The date when the measurement is made (submitdate
) is used to make a time
series graph. However if there is a considerable time-gap between the
submitdates in DEMO data and today, the graphs look odd. It is not exactly
something one wishes to explain to people who are looking at the demo for
the first time.
Therefore I have made a script resetDemoData.R
for deleting extraneous
responses and bringing the dates in the demo survey on the server to where
the latest date is about 10 days in the past.
The script is activated via the properties
file - you need
to write YES at resetDemo=
parameter in the said file.
Then resetDemoData.R
script automatically does the following:
- obtains dataset from the survey
- filters out any invalid responder IDs (there are 7 valid ones for this demo, people in their zest to experiment sometimes may adjust the GET parameter in the link - ?Q003ID=yourusercode)
- arranges data by submitdate and for each response adds 'mdate'- a floor-date (monday) on the week when the 'submitdate' was produced.
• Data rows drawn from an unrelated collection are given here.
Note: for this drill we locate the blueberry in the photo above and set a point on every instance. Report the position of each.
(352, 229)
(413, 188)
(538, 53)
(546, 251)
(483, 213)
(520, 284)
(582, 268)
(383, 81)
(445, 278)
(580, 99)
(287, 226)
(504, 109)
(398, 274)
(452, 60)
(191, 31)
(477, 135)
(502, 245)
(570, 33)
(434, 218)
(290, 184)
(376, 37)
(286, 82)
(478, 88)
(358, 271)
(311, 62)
For comparisons and graphs it is better to set a uniform weekday when we think the responses should be produced. When we analyze data in detail, we can always use the correct date in the data as that does not get modified.
- checks that there are 7 day intervals between 'mdates'
- checks that for every mdate there are responses present from all 7 responders
- deletes all the responses on te survey server that do not match the above criteria
- this way we get back to the original 126 records (18 weeks of 7 unique obs each)
- then we calculate max
submitdate
and we can see how many days ago from today (Sys.Date()
) it is - then add that number - 10 to each
submitdate
on the server- VoilĂ ! we have brought the response block to end -10 days from now
- that means we can demo the survey to people again and the new results will look fine
This method of reporting can work for surveys of any complexity, but I find that a demonstration should be simple. For longer surveys the report may take a dozen seconds more, but it will be a good looking report, produced in an automated and reproducible way, saving human labour that otherwise is being spent on getting data, putting together tables, making charts by clicking in spreadsheets then writing the same thing again and again in MS Word.